2. Tell your husband the truth about how you're feeling...and not right as he's walking in the door (unless he asks right then). How do you feel when you finally get a moment to sit down and someone (usually a kid) asks you to do something for them? (Really? I was just in the kitchen 10 seconds ago with you!) Give them a moment (just like you would like one) and then tell them the truth.
3. Take care of yourself. I'm not even talking about going to a salon and having a girls night or whatever. We don't have the money. But you can afford to go to bed on time. You can afford to eat healthy with your kids. And there are countless resources on the internet for finding some kind of exercise that works for you. (Lately, I've been doing a morning yoga routine (10 minutes or less) while my kids are across the hall playing (yes, they often wander into my room and join me). Then I take another 10 minutes to meditate on scriptures, hymns, Jesus, gratitude (yes, my kids often wander in during meditation to sit on my lap or have a dress buttoned or toy fixed or something. I cannot express how good I have been feeling since starting this.)

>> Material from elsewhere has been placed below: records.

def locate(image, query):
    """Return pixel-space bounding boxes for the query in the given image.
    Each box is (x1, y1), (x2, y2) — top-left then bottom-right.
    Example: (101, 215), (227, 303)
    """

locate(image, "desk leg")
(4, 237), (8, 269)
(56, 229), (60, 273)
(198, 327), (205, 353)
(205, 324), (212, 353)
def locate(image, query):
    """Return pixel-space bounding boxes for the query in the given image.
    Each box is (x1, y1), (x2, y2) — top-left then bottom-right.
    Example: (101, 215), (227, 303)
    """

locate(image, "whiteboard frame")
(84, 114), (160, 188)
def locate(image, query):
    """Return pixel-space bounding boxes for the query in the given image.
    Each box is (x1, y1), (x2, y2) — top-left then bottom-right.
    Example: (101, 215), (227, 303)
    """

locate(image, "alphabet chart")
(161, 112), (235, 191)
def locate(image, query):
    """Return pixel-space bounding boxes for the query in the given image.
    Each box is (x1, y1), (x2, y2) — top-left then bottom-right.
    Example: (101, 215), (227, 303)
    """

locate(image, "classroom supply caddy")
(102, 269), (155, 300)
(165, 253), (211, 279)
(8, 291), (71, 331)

Honestly, it's okay to read the blog posts that remind you someone else understands. But do not wallow in them. Do not ponder on them beyond "Someone else gets it. I am so grateful." If you are going to wallow, wallow in the choice you have made to be a SAHM. Wallow and be grateful that your family is in a situation for that. Wallow in the good moments and remember that the bad ones don't last. Wallow in the affection of your spouse. And if you don't feel like you're getting that affection, take a page from your kids and just cuddle up to him. He'll either catch on and cuddle back or open the door to a conversation of what you need in that moment.

SAHMs, you're doing a good job. You're doing an important work. Remember that.